AWS for Industries

Scaling Automated Driving data processing and data management with BMW Group on AWS

Autonomous driving (AD) and highly automated driving are key technologies in the automotive industry. Fully realized, they have the potential to fundamentally transform the automotive and mobility industries through improved comfort and safety and new business models for automobile manufacturers. The BMW Group is one of the leading OEMs in the automotive industry. This year, the BMW Group will launch a highly automated self-driving system on 7 Series. In a 2020 AWS re:Invent session, we learned how the BMW Group collects over a billion kilometers of anonymized perception data from its worldwide connected fleet of customer vehicles to help the BMW Group develop safer and more capable automated driving systems. In general, BMW Group does not process vehicle data without informed consent, unless the data processing is legally required. Informed consent requires transparency about the data being processed and the processing purpose. This blog will describe how BMW Group collects, analyzes and visualizes customer vehicle data on AWS.

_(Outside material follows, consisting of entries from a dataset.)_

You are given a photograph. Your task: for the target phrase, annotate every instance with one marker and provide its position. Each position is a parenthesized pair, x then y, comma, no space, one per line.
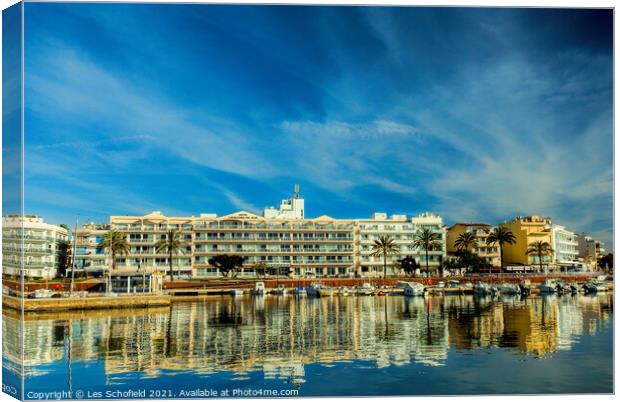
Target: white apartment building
(44,247)
(564,245)
(292,208)
(403,230)
(589,250)
(320,247)
(87,257)
(282,239)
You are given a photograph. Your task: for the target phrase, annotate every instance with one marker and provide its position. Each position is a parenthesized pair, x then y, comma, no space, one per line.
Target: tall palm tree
(116,243)
(465,241)
(428,240)
(540,249)
(172,244)
(501,236)
(385,246)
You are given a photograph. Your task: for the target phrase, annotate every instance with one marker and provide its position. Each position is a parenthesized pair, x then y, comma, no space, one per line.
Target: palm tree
(171,244)
(384,246)
(501,235)
(539,248)
(428,240)
(116,243)
(465,241)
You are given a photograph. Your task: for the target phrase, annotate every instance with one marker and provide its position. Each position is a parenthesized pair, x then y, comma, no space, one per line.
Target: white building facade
(564,245)
(31,246)
(292,208)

Purpose of customer vehicle data

In general, there are two types of vehicle data for AD: test data and customer vehicle data. Test vehicles are internal development cars used by automakers with additional sensors and logging systems not found in  standard vehicles for customers. This additional equipment enables automakers to collect more detailed vehicle data. In this post, we will focus on the customer vehicle data. Customer vehicle data is all about real-world data and real driving behaviors. Customer vehicle data, which may be based on direct customer behavior, is important because it allows automakers to understand how to better design, improve, verify, validate, and homologate the AD functions of their vehicles. For example, data from customer vehicles reveals when and where a specific AD function is used the most by the customer, and where the function needs improvement. This helps the AD function developers at the automaker to strategically focus on areas with high impact and value for its customers. Customer vehicle data is also used for validation and verification of AD functions. For example, the data may be used to compute the frequency of a driving scenario, and to estimate the criticality of a function failure in that scenario.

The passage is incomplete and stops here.